The magnet reached the submarine. Alex dropped it towards the silver chest, remembering how delicately it had been done by Conrad. He was less skilled-and winced as the heavy disc smashed into the top. Damn! He would set the thing off himself if he wasn’t careful. He pressed the button in the control stick a second time and actually felt the magnet come alive and knew that the nuclear bomb was in its grip. He pulled back, lifting the magnetic hoist. The silver chest came clear of the submarine.

Now, a centimetre at a time, he swung the arm of the crane over the water, bringing the nuclear bomb back towards the harbour. A second bullet slammed into the crane and the window shattered right next to his head. Alex cried out. Glass fragments showered over him. He thought he was going to be blinded. But when he next looked up, the nuclear bomb was over the quay and he knew that he was nearly finished.

He lowered it. At the very moment it touched the ground, there was another explosion, louder and closer than any that had gone before. But it wasn’t nuclear. One of the warehouses had shattered. Another was on fire. A second helicopter had arrived and it was strafing the ground, whipping dust and debris into the air. It was hard to be sure, but Alex thought that Sarov’s men were losing ground. There seemed to be less return fire. Well, in a few more seconds, it wouldn’t matter.

All he had to do was retrieve the plastic card.

He pulled the magnet clear, jumped from the crane, then ran over to the chest. He could see the card, half protruding from the slot where Sarov had inserted it. The lights were still blinking, the numbers spinning. There was less gunfire around him now. Looking over his shoulder, he saw more men in blue edging slowly into the compound, coming in from all sides. He reached down and pulled out the card. The lights on the nuclear bomb went out. The numbers disappeared. He had done it!

“Put it back.”

The words were softly spoken but each one dripped menace. Alex looked up and saw Sarov in front of him. Somehow he must have learned that the compound was under attack and had made his way back. How much time had passed since the two of them had last faced each other? Thirty minutes? An hour? However long it had been, Sarov had changed. He was smaller, shrunken. The light in his eyes had gone out and what little colour there had been in his skin seemed to have become muddied. He had been wounded fighting his way back into the harbour. There was a rip in his jacket and a slowly spreading red stain. His left hand hung useless.
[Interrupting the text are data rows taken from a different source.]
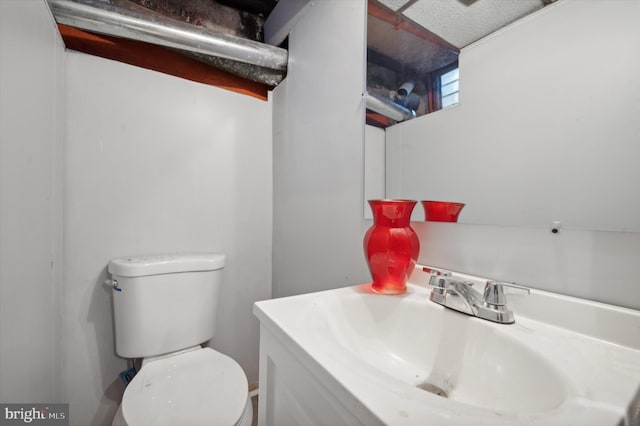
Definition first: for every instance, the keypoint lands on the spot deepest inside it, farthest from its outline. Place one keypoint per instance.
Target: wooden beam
(157, 58)
(401, 22)
(377, 120)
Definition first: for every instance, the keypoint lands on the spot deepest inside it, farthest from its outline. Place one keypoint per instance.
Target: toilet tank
(164, 303)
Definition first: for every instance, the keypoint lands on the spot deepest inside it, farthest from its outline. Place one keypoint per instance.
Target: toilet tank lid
(138, 266)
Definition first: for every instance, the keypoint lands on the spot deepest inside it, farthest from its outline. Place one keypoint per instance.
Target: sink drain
(432, 389)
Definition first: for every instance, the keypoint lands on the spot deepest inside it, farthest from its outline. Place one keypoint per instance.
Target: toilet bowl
(164, 309)
(199, 386)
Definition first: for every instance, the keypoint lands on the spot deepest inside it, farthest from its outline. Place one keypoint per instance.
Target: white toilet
(164, 309)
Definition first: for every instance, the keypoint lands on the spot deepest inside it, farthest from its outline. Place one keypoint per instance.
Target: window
(448, 88)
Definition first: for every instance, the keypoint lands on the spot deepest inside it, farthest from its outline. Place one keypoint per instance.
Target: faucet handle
(438, 278)
(494, 292)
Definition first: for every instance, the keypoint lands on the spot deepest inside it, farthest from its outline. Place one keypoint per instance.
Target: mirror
(547, 129)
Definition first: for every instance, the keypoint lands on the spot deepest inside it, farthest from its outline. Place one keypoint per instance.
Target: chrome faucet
(459, 295)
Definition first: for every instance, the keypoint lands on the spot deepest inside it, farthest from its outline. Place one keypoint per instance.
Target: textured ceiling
(459, 24)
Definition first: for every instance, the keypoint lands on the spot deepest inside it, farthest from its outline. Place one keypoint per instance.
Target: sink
(350, 356)
(452, 355)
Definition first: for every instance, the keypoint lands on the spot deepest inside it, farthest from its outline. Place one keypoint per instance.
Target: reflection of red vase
(391, 246)
(441, 211)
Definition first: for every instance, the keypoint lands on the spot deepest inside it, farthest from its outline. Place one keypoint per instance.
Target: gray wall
(31, 119)
(156, 164)
(319, 151)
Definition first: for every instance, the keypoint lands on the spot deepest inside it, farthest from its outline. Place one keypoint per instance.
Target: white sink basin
(427, 346)
(377, 353)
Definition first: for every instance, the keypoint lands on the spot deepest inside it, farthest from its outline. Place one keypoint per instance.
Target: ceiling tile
(394, 4)
(461, 25)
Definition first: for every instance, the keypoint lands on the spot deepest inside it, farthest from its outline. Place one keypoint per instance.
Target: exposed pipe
(387, 107)
(105, 18)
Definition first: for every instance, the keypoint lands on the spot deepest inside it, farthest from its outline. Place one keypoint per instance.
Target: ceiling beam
(401, 22)
(157, 58)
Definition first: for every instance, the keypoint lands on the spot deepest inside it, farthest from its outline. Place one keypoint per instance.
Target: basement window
(447, 83)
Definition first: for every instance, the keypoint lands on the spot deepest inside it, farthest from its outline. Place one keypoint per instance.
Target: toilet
(164, 310)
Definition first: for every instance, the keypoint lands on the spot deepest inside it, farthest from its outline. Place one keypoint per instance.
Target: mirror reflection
(413, 47)
(547, 127)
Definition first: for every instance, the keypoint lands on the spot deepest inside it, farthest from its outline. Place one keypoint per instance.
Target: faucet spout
(461, 296)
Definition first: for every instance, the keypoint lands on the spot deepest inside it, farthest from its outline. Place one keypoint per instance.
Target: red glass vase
(441, 211)
(391, 246)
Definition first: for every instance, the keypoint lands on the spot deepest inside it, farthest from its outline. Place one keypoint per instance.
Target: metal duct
(388, 108)
(105, 18)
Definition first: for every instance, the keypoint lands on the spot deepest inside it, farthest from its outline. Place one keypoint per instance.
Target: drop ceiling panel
(394, 4)
(461, 25)
(406, 48)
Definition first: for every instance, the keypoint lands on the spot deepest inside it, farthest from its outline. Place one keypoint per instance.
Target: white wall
(318, 152)
(31, 93)
(158, 164)
(547, 126)
(597, 125)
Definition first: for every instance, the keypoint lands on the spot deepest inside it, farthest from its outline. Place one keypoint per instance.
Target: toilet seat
(199, 387)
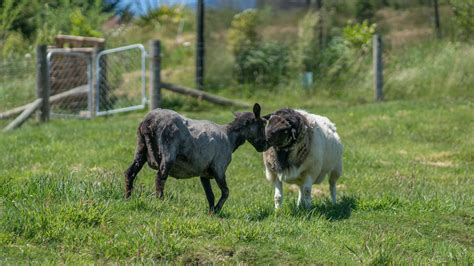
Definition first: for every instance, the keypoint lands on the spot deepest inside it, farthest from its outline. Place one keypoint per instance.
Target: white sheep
(304, 149)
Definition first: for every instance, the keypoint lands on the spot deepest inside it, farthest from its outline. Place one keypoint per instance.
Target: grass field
(406, 195)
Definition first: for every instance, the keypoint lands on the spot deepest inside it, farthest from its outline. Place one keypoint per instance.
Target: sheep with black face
(183, 148)
(304, 149)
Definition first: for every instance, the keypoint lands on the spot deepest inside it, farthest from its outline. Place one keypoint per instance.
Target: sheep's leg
(161, 177)
(206, 184)
(224, 190)
(332, 185)
(278, 197)
(304, 196)
(135, 167)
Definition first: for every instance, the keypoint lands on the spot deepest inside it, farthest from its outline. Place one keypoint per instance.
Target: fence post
(42, 82)
(378, 67)
(437, 21)
(200, 45)
(155, 74)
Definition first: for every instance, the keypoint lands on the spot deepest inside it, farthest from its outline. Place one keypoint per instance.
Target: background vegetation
(405, 196)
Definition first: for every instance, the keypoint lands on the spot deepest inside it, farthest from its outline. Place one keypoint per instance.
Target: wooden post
(155, 75)
(42, 82)
(319, 5)
(378, 67)
(200, 45)
(437, 21)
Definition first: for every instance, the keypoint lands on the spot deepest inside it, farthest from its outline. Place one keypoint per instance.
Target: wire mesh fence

But his right hand was holding a gun.

“It’s over, General,” Alex said. “Conrad is dead. The Russian army is here. Someone must have tipped them off.”
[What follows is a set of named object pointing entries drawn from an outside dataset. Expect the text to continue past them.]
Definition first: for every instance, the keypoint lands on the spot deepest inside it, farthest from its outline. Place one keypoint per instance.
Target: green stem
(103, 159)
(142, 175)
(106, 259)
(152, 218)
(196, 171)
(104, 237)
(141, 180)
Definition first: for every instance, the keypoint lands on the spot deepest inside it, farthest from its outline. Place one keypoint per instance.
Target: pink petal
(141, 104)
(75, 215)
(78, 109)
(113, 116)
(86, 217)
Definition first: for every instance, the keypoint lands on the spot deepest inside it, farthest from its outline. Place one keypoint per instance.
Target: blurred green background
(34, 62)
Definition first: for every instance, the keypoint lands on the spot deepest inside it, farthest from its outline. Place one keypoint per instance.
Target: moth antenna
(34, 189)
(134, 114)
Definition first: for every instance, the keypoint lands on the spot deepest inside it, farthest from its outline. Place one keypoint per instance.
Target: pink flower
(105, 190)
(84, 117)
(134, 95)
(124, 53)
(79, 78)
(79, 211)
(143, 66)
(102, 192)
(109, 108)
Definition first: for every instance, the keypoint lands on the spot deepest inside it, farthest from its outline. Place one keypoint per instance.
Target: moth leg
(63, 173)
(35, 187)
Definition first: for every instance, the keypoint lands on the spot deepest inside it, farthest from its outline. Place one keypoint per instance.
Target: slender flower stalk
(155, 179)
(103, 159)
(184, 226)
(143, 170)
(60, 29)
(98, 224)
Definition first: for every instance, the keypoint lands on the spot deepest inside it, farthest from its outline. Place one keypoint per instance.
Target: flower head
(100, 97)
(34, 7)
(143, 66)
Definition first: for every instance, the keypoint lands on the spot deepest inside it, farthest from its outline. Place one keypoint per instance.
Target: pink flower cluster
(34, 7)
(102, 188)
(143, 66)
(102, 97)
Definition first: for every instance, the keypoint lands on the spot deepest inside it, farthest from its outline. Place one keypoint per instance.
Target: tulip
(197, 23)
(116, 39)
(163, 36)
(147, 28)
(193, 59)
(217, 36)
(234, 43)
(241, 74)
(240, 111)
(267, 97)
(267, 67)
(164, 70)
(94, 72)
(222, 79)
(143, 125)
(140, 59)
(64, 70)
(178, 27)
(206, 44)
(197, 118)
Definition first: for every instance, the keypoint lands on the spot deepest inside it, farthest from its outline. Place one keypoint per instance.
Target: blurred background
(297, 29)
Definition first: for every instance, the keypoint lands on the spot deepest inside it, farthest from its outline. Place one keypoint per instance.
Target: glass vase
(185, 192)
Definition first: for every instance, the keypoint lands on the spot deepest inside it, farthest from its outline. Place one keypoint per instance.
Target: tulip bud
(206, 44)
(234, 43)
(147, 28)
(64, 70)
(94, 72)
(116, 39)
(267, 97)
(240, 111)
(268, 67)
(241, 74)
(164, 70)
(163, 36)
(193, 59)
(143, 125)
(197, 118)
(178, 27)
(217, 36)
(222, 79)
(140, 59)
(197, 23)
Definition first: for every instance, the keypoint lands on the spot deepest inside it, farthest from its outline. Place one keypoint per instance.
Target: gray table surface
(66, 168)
Sarov shook his head. “I can still detonate the bomb. There is an override. You and I will die. But the end result will be the same.”

“A better world?”

“That’s all I ever wanted, Alex. All of this…! I was only ever doing what I believed in.”

Alex felt an enormous tiredness creeping up on him. He weighed the card in his hand. It was strange really. From one Skeleton Key to another. It all came down to this.

Sarov raised the gun. The blood was spreading more rapidly now. He swayed on his feet. “Give me the card or I will shoot you,” he said.

Alex lifted the card then suddenly flicked it. It spun twice in the air, then disappeared into the water. “Go ahead then, if that’s what you want,” he said. “Shoot me!”

Sarov’s eyes flickered over to the lost card, then back to Alex. “Why…?” he whispered.

“I’d rather be dead than have a father like you,” Alex said.

There were voices shouting. Footsteps coming nearer.

“Goodbye, Alex,” Sarov said.

He raised the gun and fired a single shot.